Franklin Pierce, the 14th President of the United States, was born on November 23, 1804, in Hillsborough, New Hampshire. Pierce was more than just a career politician he was both a successful lawyer and brigadier general in the United States Army, during the Mexican American war.
Following in his father’s footsteps, Pierce entered politics at an early age. By the age of 24, Franklin Pierce was elected to the New Hampshire legislature. When he was only 26 years old, he was appointed Speaker of the New Hampshire legislature. Next, his political career led him to Washington, DC, as an elected representative and eventually a Senator for the state of New Hampshire.
In 1853, Franklin Pierce became the 14th President of the United States. Tragedy stuck the Pierce family just two months prior to Pierce taking the office of president. Both his wife and eleven year old son were killed in a trainwreck. Despite the horrendous tragedy, Pierce endured and took the office while still grieving for his wife and child.

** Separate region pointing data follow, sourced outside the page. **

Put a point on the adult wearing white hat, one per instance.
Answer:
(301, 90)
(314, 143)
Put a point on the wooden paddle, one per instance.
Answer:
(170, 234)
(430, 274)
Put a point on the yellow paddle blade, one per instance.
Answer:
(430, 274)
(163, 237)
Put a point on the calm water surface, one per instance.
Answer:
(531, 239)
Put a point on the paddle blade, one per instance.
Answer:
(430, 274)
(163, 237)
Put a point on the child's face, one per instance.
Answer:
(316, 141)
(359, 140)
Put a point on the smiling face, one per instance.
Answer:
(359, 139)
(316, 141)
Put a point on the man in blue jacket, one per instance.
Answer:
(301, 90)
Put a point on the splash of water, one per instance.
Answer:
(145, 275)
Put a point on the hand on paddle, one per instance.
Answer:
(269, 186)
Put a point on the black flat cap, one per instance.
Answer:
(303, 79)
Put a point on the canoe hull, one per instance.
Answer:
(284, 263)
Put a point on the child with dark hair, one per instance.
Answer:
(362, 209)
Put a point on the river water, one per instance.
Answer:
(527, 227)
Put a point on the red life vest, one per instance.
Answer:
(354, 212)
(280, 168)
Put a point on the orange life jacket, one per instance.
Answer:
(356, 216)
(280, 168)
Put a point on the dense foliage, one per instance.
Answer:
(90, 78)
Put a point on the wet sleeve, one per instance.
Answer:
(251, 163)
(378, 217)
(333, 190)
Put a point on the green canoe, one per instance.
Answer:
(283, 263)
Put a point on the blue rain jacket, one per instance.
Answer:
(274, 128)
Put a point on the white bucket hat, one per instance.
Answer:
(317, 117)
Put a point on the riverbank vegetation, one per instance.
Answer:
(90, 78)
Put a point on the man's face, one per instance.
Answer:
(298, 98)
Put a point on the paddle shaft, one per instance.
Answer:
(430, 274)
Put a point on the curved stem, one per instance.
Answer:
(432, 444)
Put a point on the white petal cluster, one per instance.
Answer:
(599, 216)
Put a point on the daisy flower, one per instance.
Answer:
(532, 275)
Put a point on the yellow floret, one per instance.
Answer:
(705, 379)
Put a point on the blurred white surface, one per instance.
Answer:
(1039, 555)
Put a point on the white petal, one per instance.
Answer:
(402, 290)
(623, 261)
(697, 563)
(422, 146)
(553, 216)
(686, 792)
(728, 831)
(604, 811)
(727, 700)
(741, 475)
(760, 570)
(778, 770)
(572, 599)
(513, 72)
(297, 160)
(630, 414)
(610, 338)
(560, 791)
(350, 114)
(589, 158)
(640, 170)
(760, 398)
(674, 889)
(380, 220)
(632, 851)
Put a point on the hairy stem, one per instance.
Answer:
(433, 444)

During his presidency, Franklin Pierce embraced westward expansion and supported popular sovereignty in Kansas, which allowed the citizens of Kansas to decide whether or not to allow slavery there. Pierce’s stance angered many abolitionists, who referred to him as a “doughface,” a northern politician who sympathized with the South. During his presidency, Pierce also approved the Gadsden Purchase, which added parts of modern-day Arizona and New Mexico to the United States. Pierce’s presidency, however, is remembered for its inability to stem the rising tide of secession, and its failure to solve sectional conflict. Some historians rank his presidency as among the worst of all presidents. His support in the North was further compromised as he became a vocal critic of Abraham Lincoln.
President Pierce struggled his entire life with alcoholism and died at age 64, from cirrhosis of the liver.